In fact, the two can be clearly dissociated from one another, and it’s possible for a human being to live a long and substantially unhealthy life. A policy framework and ageing literature review published in 2016 in the journal Lancet found that “evidence that increasing longevity is being accompanied by an extended period of good health is scarce”.

This presents the growing number of scientists looking to slow down, prevent, or even reverse the process of aging with a challenge of identifying the negative age-related epigenetic behaviors as well as positive behaviors in old people.

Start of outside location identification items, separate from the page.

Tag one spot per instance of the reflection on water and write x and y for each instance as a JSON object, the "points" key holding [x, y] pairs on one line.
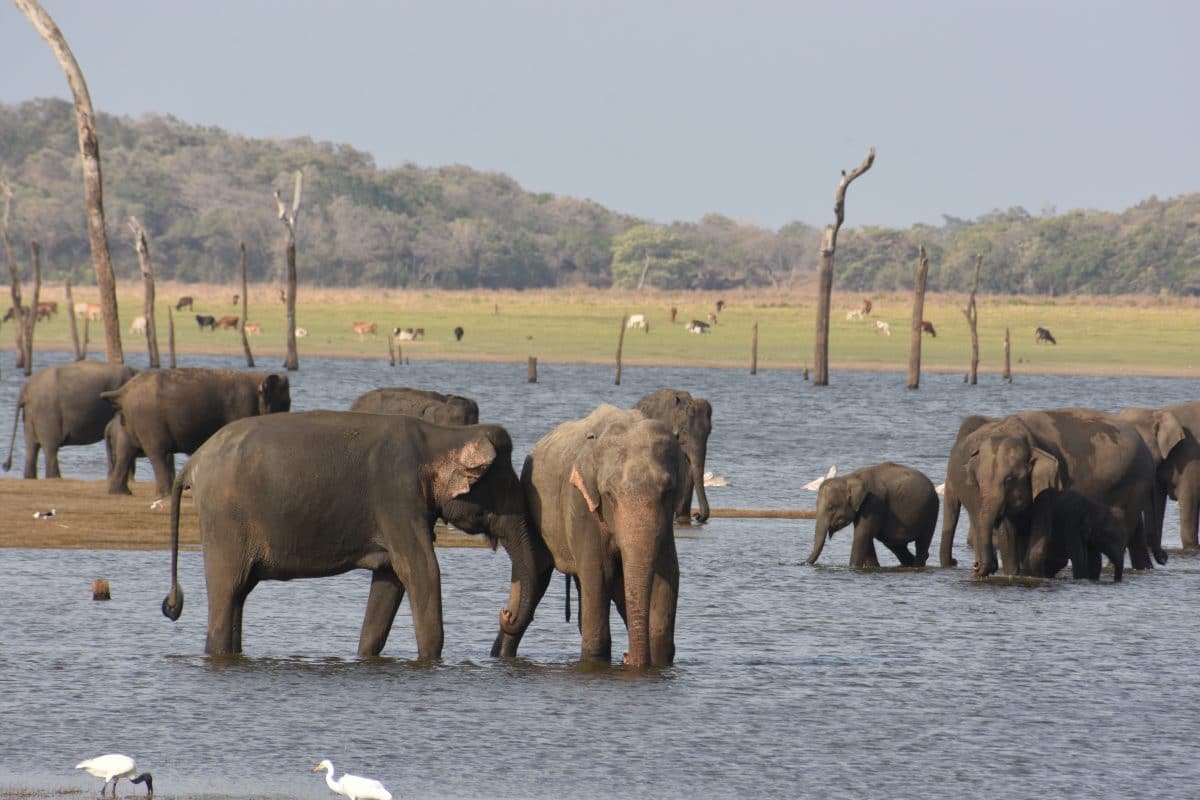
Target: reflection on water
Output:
{"points": [[791, 680]]}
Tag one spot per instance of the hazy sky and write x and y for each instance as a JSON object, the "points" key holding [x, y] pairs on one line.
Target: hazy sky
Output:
{"points": [[670, 110]]}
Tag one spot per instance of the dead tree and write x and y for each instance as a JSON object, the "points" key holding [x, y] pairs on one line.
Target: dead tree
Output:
{"points": [[143, 248], [75, 326], [918, 316], [93, 184], [29, 318], [825, 277], [289, 221], [18, 308], [245, 306], [972, 316]]}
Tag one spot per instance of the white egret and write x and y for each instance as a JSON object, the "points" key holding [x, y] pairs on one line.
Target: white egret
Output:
{"points": [[353, 786], [113, 768]]}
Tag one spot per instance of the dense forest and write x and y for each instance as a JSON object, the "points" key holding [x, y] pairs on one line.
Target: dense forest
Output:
{"points": [[202, 191]]}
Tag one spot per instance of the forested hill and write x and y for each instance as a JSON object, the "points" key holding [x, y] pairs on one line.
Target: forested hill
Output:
{"points": [[202, 191]]}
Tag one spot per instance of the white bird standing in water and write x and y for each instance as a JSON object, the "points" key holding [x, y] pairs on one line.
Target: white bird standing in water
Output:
{"points": [[353, 786], [113, 768]]}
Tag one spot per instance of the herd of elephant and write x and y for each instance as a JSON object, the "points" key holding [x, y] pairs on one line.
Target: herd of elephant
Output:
{"points": [[319, 493]]}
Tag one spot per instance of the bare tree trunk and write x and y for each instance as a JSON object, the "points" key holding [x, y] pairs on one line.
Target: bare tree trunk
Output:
{"points": [[754, 350], [75, 326], [30, 317], [825, 277], [93, 184], [918, 316], [289, 221], [245, 311], [143, 247], [171, 337], [18, 310], [972, 316], [621, 344]]}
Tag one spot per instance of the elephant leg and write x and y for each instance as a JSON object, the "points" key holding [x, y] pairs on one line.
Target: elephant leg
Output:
{"points": [[383, 602], [421, 576], [664, 600]]}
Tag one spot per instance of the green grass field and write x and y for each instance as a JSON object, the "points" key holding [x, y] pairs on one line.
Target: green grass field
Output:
{"points": [[1096, 335]]}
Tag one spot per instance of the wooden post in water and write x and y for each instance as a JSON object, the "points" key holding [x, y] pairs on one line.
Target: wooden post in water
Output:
{"points": [[918, 316], [1008, 358], [75, 326], [754, 350], [621, 343]]}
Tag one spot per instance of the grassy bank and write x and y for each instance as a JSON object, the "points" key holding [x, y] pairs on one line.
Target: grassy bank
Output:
{"points": [[1095, 335]]}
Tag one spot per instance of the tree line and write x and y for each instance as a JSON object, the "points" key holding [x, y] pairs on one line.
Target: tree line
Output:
{"points": [[201, 192]]}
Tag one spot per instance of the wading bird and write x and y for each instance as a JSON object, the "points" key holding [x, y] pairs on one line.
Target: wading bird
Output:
{"points": [[353, 786], [113, 768]]}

Now a new paper published in Nature from the University of Shanghai demonstrates a conserved epigenetic mechanism which underlies healthy aging in the brain and mitochondria elsewhere.

Healthy aging

RNA is the molecule which reads our DNA – kind of like the laser on a CD player, or the needle on your turntable. The scientists used a method called genome-wide RNA-use screening, where they examined the interactions between RNA and with genes that regulate cell behavior deterioration in C. elegans, a kind of worm used standardly for scientific research.

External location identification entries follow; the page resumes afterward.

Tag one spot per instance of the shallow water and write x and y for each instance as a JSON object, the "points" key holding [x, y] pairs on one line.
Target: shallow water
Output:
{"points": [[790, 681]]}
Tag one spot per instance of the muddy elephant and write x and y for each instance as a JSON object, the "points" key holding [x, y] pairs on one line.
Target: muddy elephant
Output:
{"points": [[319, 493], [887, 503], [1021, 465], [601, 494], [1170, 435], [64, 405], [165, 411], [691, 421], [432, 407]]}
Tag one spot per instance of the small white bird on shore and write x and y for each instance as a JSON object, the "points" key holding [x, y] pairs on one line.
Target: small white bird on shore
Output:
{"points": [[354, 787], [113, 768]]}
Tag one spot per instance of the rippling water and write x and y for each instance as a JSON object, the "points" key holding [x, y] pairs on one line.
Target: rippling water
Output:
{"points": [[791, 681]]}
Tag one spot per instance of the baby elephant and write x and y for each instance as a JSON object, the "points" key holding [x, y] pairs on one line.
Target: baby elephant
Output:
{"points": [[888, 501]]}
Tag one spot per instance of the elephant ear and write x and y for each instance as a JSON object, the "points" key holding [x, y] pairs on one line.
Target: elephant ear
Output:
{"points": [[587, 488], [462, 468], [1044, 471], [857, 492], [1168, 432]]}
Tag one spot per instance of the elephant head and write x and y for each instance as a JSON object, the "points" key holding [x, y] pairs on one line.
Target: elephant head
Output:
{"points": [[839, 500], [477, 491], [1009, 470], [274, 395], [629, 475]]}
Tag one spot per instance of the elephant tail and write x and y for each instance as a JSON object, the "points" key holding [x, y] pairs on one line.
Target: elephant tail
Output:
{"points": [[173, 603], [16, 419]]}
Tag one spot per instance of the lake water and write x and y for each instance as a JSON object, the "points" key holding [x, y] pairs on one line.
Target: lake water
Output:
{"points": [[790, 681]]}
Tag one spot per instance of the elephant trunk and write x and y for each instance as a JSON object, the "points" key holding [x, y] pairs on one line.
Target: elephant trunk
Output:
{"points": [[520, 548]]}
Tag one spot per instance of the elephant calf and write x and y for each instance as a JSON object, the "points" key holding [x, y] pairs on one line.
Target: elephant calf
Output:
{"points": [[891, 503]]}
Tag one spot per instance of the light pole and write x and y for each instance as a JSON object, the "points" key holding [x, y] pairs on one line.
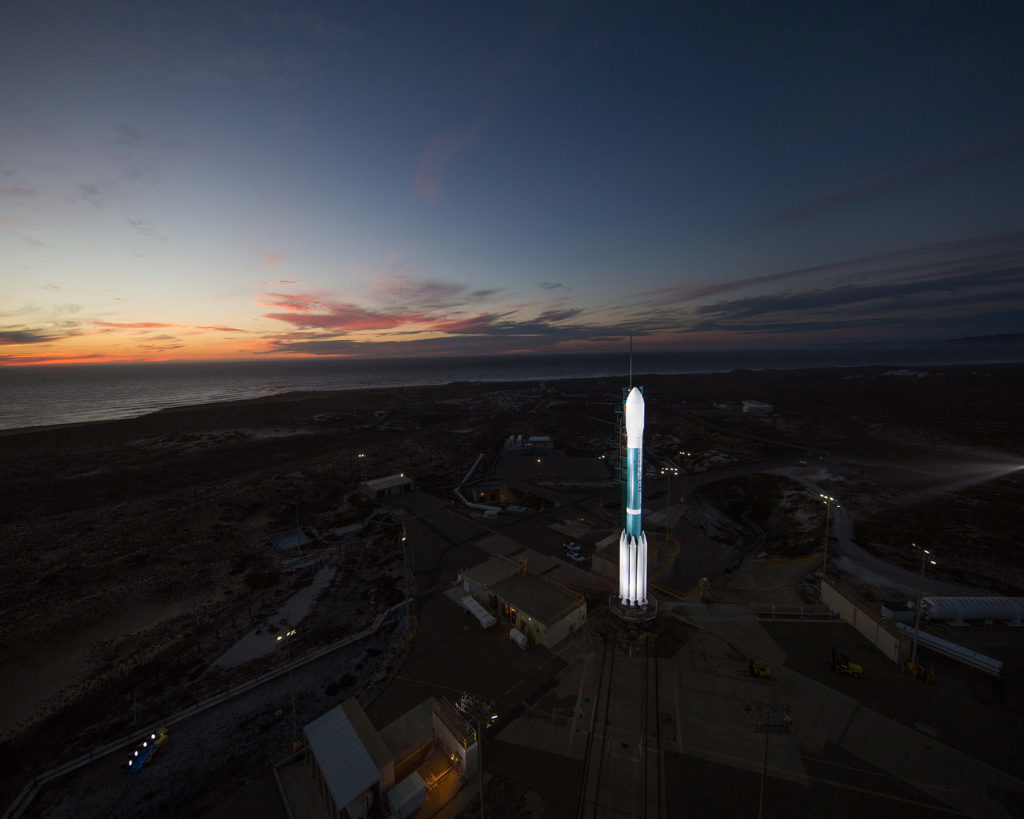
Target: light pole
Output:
{"points": [[827, 501], [916, 613]]}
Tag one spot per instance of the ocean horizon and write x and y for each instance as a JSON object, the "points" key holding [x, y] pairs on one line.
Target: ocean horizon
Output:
{"points": [[44, 395]]}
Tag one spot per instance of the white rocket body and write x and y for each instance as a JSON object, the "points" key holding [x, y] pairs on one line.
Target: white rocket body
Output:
{"points": [[633, 542]]}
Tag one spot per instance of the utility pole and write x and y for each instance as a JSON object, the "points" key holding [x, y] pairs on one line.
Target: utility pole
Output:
{"points": [[764, 766], [916, 611], [479, 761], [828, 501]]}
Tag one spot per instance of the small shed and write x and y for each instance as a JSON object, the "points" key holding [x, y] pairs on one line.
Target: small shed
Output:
{"points": [[485, 618], [350, 762], [388, 485], [291, 539]]}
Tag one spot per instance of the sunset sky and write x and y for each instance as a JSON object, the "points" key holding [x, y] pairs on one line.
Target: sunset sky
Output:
{"points": [[224, 180]]}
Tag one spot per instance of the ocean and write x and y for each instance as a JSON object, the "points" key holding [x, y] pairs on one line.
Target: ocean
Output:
{"points": [[74, 393]]}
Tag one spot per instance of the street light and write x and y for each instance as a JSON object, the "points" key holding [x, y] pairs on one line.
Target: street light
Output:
{"points": [[827, 501], [916, 614]]}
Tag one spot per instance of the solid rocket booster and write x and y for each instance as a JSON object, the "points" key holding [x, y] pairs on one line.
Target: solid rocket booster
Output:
{"points": [[633, 543]]}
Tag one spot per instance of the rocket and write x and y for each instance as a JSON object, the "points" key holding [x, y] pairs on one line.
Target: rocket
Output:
{"points": [[633, 542]]}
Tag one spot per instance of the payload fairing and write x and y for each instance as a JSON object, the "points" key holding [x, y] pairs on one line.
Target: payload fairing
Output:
{"points": [[633, 542]]}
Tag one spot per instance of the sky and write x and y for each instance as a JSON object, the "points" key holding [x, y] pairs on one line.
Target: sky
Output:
{"points": [[241, 180]]}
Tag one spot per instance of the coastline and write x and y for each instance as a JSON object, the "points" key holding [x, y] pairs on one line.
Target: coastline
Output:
{"points": [[188, 402]]}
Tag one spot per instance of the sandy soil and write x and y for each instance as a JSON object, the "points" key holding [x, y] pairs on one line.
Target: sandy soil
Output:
{"points": [[135, 552]]}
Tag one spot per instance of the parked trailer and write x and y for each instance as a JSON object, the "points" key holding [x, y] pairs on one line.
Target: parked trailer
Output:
{"points": [[956, 609], [982, 662]]}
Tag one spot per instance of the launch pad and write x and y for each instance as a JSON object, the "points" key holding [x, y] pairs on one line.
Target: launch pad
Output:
{"points": [[634, 615]]}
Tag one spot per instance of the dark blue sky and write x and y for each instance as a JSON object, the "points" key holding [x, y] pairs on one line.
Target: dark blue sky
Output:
{"points": [[223, 180]]}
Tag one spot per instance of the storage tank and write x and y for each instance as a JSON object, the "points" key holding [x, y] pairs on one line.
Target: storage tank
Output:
{"points": [[956, 609]]}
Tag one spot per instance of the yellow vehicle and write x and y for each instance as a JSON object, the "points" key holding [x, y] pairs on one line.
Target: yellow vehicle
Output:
{"points": [[842, 663]]}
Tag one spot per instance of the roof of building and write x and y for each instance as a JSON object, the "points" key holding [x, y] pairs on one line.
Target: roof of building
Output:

Among 59 potential culprits their screening identified, there were 2 epigenetic regulators (proteins which regulate gene-expression which were found to be associated with age-related behavioral decline in not just the C. elegans, but elderly mice, and even human cells.

The manner in which the regulators in question interfere with healthy aging is by repressing the expression of nuclear-encoded mitochondrial proteins, meaning the proteins needed to maintain mitochondria cannot be produced when the identified regulators were expressing themselves.

These proteins are coded in our DNA, and just like if there are scratches on the surface of your CD, the laser can’t read it and the music skips, the regulators express themselves in such a way as to prevent RNA and other genes from identifying the codes to build the proteins the mitochondria need.

In humans, the expression of the two corresponding epigenetic regulators (though slightly different to the ones in the C. elegans) in the frontal cortex was associated with Alzheimer’s disease.

In elderly mice, the surgical removal of one these regulators prevented age-related body-weight gain as well as cognitive decline.

These findings uncover a molecular mechanism that underlies mitochondrial dysfunction during ageing, and it is the identification of these genetic functions which is drawing scientists ever nearer to understanding the large puzzle pieces of why we decline as we age, and how we can prevent this.